Questions: At-Least-Once Delivery Semantics

5 questions to test your understanding

Score: 0 / 5
Question 1 Multiple Choice

A payment service receives a 'charge $100' message via a queue with at-least-once delivery. The charge is processed successfully, but the acknowledgment is lost in the network. What happens next, and what is the consequence?

AThe sender marks the transaction failed and requires the user to retry manually
BThe message is redelivered and, without deduplication logic, the customer is charged again
CThe queue detects the duplicate and automatically cancels the second charge before it is processed
DThe sender waits indefinitely for an acknowledgment without ever retransmitting
Question 2 Multiple Choice

Which property of an operation makes it safe to use with at-least-once delivery without explicit deduplication logic?
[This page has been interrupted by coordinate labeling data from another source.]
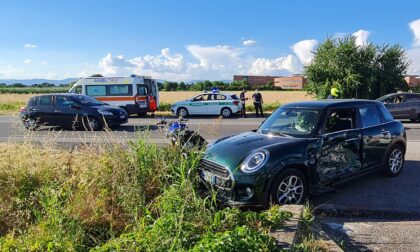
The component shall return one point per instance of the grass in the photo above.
(111, 197)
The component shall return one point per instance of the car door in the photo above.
(45, 110)
(66, 110)
(339, 150)
(375, 134)
(196, 105)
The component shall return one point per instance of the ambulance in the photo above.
(135, 94)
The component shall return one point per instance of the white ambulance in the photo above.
(135, 94)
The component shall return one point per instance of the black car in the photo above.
(70, 111)
(304, 148)
(403, 105)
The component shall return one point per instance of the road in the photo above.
(372, 213)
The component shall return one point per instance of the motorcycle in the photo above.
(179, 134)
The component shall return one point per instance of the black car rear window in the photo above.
(386, 116)
(370, 116)
(45, 100)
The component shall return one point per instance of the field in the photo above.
(119, 198)
(10, 103)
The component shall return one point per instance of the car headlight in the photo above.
(255, 161)
(105, 112)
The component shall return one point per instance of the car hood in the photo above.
(112, 109)
(231, 151)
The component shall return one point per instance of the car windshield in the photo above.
(296, 122)
(87, 100)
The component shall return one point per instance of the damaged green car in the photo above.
(304, 148)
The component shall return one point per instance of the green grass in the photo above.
(141, 197)
(10, 107)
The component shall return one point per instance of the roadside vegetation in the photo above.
(110, 197)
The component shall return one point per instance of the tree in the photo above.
(367, 71)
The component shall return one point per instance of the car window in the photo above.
(387, 117)
(220, 97)
(45, 100)
(369, 115)
(338, 120)
(63, 101)
(412, 98)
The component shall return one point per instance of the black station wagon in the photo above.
(305, 148)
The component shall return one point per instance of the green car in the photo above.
(304, 148)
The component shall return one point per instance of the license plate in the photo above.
(207, 176)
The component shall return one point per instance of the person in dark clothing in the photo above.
(258, 102)
(243, 99)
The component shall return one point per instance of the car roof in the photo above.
(332, 103)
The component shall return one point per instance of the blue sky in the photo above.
(185, 40)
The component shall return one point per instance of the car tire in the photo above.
(395, 161)
(182, 112)
(31, 123)
(289, 187)
(226, 112)
(93, 124)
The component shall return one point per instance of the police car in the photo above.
(212, 103)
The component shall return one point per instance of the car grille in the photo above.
(214, 168)
(215, 174)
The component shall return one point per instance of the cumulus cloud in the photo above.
(304, 50)
(361, 37)
(249, 42)
(30, 46)
(263, 66)
(415, 28)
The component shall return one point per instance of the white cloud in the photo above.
(361, 37)
(30, 46)
(249, 42)
(263, 66)
(117, 65)
(415, 28)
(304, 50)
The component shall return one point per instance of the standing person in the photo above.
(243, 99)
(258, 101)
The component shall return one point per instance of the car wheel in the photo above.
(93, 124)
(31, 123)
(182, 112)
(290, 187)
(395, 161)
(226, 112)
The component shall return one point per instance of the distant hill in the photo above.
(29, 82)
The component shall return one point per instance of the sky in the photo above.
(181, 40)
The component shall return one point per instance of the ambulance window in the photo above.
(141, 90)
(96, 90)
(120, 90)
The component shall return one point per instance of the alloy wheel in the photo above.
(226, 112)
(395, 160)
(290, 190)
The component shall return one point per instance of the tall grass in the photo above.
(136, 197)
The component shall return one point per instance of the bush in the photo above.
(111, 197)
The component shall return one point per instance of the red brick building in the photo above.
(291, 82)
(255, 80)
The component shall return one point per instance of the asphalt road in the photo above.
(370, 214)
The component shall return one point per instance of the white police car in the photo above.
(213, 103)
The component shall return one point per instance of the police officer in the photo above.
(243, 99)
(333, 94)
(258, 101)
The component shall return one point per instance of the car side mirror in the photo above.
(75, 106)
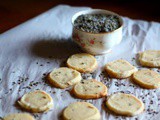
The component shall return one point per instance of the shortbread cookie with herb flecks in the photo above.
(89, 89)
(82, 62)
(36, 101)
(147, 79)
(125, 104)
(150, 58)
(18, 116)
(120, 69)
(81, 111)
(64, 77)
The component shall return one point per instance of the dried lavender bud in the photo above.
(97, 23)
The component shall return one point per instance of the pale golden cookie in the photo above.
(150, 58)
(125, 104)
(147, 79)
(82, 62)
(64, 77)
(81, 111)
(36, 101)
(18, 116)
(120, 69)
(89, 89)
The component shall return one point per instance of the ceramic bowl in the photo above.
(97, 43)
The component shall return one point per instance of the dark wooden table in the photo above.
(14, 12)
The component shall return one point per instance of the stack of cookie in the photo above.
(119, 103)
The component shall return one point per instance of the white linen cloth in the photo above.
(36, 47)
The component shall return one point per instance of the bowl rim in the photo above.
(93, 11)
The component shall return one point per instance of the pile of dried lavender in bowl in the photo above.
(97, 23)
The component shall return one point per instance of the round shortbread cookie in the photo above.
(64, 77)
(120, 69)
(81, 111)
(125, 104)
(82, 62)
(150, 58)
(19, 116)
(89, 89)
(147, 79)
(36, 101)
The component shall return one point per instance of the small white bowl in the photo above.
(97, 43)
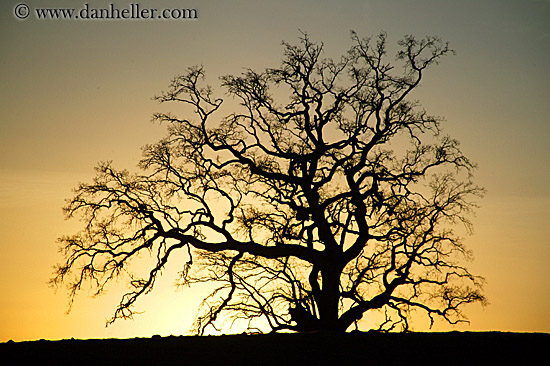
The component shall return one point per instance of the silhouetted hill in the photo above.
(453, 348)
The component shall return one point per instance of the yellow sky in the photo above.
(78, 92)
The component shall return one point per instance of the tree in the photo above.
(310, 214)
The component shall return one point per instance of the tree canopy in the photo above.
(325, 195)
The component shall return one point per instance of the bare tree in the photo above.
(309, 213)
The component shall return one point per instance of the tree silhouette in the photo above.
(308, 213)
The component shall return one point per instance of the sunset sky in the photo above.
(76, 92)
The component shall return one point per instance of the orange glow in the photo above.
(76, 92)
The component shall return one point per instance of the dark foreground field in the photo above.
(454, 348)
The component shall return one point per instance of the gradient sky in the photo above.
(77, 92)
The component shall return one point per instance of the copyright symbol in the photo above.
(21, 11)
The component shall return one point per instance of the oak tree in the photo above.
(326, 194)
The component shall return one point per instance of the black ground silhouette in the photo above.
(452, 348)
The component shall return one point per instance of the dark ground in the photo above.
(453, 348)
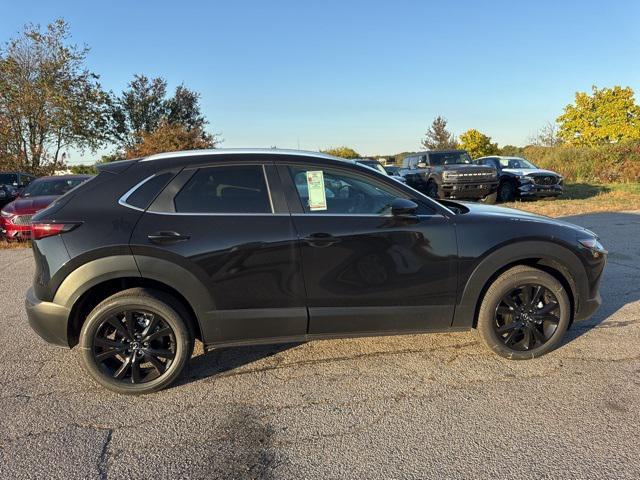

ACommutativity — the operation can be applied in any order without changing the result
BIdempotency — applying the operation multiple times produces the same result as applying it once
CAtomicity — the operation completes fully or not at all
DDeterminism — the operation always produces the same output for the same input
Question 3 True / False

At-least-once delivery is strictly stronger than exactly-once delivery because it guarantees nearly every message arrives, while exactly-once mainly guarantees messages are not duplicated.

TTrue
FFalse
Question 4 True / False

The fundamental reason at-least-once delivery can produce duplicate messages is that a sender cannot determine whether a missing acknowledgment means the message was lost or the acknowledgment was lost.

TTrue
FFalse
Question 5 Short Answer

Explain why idempotency at the application layer is often preferred over exactly-once delivery at the transport layer as a solution to the duplicate message problem.

Think about your answer, then reveal below.